Berenstein, E.G., & Ortiz, Z. (2005). Megestrol acetate for the treatment of anorexia-cachexia syndrome. Cochrane Database of Systematic Reviews, 2, CD004310. 

To evaluate the efficacy and safety of megestrol acetate (MA) in palliating anorexia-cachexia syndrome in patients with cancer, AIDS, or other underlying pathologies

Studies that met the following eligibility criteria were reviewed.

• Double-blind, single-blind, or unblended randomized controlled trials (RCTs)
• RCTs that assessed the use of MA compared to a placebo or other drug treatments in patients diagnosed with anorexia-cachexia related to cancer, AIDS, or other underlying pathologies
• Crossover studies that reported the results of the first phase of the study

Data extraction was conducted by two independent authors. Methodological quality was assessed using the Oxford scale (Jadad, 1996). Scores for methodological quality were generally high. Studies in which more that 50% of patients were lost to follow-up were excluded from the analysis.
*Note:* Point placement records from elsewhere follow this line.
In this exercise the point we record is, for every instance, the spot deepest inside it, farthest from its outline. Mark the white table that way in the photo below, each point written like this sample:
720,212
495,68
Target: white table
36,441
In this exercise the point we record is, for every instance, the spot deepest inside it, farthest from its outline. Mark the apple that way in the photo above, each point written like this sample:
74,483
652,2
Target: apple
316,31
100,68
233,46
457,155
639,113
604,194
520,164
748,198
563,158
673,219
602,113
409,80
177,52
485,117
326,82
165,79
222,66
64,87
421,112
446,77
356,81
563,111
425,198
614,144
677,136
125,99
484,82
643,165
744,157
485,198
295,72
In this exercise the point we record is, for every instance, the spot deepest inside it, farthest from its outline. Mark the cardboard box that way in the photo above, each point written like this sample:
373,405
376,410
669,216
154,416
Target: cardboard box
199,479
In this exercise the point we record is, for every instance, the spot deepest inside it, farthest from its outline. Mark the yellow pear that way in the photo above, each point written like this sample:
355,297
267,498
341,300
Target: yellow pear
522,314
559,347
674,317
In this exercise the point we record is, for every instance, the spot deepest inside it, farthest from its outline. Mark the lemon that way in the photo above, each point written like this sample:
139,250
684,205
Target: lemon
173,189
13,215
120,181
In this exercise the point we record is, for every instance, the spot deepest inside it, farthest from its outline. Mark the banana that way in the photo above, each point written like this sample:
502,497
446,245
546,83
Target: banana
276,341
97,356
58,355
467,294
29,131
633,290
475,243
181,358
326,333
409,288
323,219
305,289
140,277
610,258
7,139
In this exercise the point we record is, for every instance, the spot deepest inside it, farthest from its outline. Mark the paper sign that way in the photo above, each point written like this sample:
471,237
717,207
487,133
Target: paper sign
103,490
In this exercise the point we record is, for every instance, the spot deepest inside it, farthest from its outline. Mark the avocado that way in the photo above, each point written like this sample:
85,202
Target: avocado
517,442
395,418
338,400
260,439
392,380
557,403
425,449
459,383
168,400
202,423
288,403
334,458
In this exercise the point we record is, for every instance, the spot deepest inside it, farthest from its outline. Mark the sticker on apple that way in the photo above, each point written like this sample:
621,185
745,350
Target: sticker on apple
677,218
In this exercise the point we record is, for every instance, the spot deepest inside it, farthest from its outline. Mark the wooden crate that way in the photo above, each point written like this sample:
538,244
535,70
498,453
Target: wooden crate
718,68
• Thirty trials, which included a total of 4,123 participants, met the eligibility criteria.
• Mean participant age was 58 years in the treatment groups and 57 years in the control groups.
• The proportion of males to females in the treatment groups was 1,140/502 and 1,733/731 in the control groups. 
• The doses of MA administered ranged from 100 mg to 1,600 mg per day.
• Twenty-one trials compared different doses of MA with a placebo; four compared different doses of MA with other drugs; three compared different doses of MA; and two compared MA with other drugs and a placebo.

Results for MA versus placebo: In patients with cancer, a statistically significant improvement in appetite was observed in the patients treated with MA. Weight gain also was observed in this group.

Results for MA versus other drugs: MA did not show benefits in terms of appetite improvement in comparison to other drugs. Significant differences in quality of life were not reported.

Results for different dose levels of MA: Using 400–800 mg as a cutoff and comparing high to low doses, significant differences in appetite outcomes could not be appreciated.

MA improves appetite and weight gain in patients with cancer. Due to study heterogeneity, no overall conclusion can be drawn about its impact on quality of life; a more systematic approach was suggested for the measurement of quality of life in the trials. The clinical effects of MA do not appear to be dose-related, and the mechanism by which MA increases weight gain is unknown. 

MA cannot be recommended for use in patients with AIDS or anorexia-cachexia related to other pathologies. Edema, included in the adverse event profile of MA, is the only significant difference between the treatment and a placebo.